L'auteur suit le cheminement des relations franco-allemandes depuis les premiers efforts de rapprochement entre les deux peuples jusqu'à l'état actuel des rapports, en ne négligeant point les périodes de crise, mais en soulignant, en même temps, l'efficacité des mécanismes créés par le traité franco-allemand de 1963. Il essaie aussi de démontrer qu'en amplitude et profondeur les liens franco-allemands sont devenus exceptionnels sur l'échiquier international. Il n'y a dans le monde aucun autre exemple d'une semblable interpénétration, qui pourra se développer encore en une Europe élargie.

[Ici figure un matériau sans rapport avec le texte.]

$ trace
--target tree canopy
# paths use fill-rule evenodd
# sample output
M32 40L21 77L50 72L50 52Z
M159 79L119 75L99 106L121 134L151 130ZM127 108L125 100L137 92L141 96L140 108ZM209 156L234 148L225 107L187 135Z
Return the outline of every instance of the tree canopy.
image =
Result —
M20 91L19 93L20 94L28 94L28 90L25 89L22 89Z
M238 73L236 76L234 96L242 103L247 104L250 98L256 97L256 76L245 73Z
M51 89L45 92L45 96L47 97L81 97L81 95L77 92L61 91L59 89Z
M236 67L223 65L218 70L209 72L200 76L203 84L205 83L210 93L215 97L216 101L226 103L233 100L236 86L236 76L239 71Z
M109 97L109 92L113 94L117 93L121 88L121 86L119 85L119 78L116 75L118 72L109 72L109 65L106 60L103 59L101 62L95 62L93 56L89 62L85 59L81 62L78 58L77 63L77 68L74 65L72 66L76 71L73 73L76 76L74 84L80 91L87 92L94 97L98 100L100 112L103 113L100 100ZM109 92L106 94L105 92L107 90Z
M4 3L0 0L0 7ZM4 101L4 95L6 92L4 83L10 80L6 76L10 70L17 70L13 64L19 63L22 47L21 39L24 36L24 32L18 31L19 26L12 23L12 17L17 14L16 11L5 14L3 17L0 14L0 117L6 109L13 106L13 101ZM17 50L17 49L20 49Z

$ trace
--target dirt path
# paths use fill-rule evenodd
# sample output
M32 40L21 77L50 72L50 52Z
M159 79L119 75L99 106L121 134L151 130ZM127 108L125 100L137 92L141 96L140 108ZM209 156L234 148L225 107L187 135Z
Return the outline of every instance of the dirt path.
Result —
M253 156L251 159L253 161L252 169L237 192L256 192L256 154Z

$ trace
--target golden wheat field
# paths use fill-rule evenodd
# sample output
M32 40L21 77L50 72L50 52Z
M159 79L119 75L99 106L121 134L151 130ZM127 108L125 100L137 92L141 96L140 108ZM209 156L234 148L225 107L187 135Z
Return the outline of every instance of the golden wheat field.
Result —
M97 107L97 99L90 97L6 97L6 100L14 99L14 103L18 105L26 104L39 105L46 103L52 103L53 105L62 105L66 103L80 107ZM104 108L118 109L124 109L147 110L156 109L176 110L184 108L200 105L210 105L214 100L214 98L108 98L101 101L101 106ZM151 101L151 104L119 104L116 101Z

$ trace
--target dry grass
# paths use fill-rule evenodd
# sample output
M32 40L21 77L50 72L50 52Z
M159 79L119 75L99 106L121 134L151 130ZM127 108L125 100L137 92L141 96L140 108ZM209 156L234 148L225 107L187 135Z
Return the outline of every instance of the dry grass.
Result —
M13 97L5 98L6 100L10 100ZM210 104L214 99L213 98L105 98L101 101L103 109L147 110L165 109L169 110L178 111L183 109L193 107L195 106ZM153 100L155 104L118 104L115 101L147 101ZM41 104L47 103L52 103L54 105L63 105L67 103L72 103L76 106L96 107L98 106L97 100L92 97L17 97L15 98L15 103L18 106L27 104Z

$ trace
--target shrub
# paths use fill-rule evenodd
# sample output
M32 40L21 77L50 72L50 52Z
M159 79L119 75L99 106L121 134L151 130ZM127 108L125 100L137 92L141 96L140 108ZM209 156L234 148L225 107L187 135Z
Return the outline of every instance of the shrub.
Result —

Le couple franco-allemand, bilan et perspectives
Avant de dresser le bilan — nécessairement sommaire — de quatre décennies de coopération franco-allemande, il paraît utile de rappeler en mémoire l’atmosphère politique et psychologique durant les mois précédents la signature du traité du 22 janvier 1963. Conformément à sa conception d’une Europe des États, n’affectant pas les souverainetés nationales dans leurs domaines essentiels, le général de Gaulle avait proposé le plan Fouchet conduisant vers une union politique sans doute limitée, mais bien réelle. Après des négociations assez longues, ce projet échoua finalement en raison de la méfiance hostile du camp européen fédéraliste, animé par les ministres des Affaires étrangères belge et néerlandais, Paul-Henri Spaak et Josef Luns.
Ces derniers redoutaient notamment que le Président français voulût, plus ou moins subrepticement, subordonner la Commission européenne au Conseil des ministres, conçu comme un instrument essentiellement intergouvernemental, loin de toute supranationalité. Dans l’optique de fédéralistes, l’Europe communautaire qu’ils visaient devrait céder la place à une Europe des patries. La méfiance envers le plan Fouchet était renforcée par la vision du général de Gaulle d’une Europe puissance, d’une Europe européenne, qui aurait vite pu prendre un aspect anti-américain. Or, dans beaucoup d’esprits, la solidité de l’Alliance atlantique ne devait d’aucune façon être affectée par la construction européenne. Se sentant bloqué sur le plan européen, groupant alors six États seulement, le général de Gaulle se tourna vers l’Allemagne, en lui offrant une collaboration privilégiée. Le bloc bilatéral ainsi formé aurait pu servir de modèle et de moteur européen pour les autres partenaires.
En premier lieu, il fallait achever la réconciliation franco-allemande, certes point effacer un passé tragique et douloureux, mais tirer définitivement un trait sous une période marquée par trois guerres meurtrières. On oublie parfois que le premier pas important et courageux dans cette direction fut la publication le 9 mai 1950 du plan Schuman pour la constitution de la Communauté européenne du charbon et de l’acier (CECA), deux matières traditionnellement liées à la production d’armes. Puisqu’il s’agissait surtout de jeter un premier pont entre les deux peuples voisins, Robert Schuman s’assura, avant d’en parler aux autres partenaires éventuels, de l’accord du chancelier Adenauer. On ne se trompe guère en considérant la CECA, la première structure européenne, essentiellement comme une œuvre franco-allemande.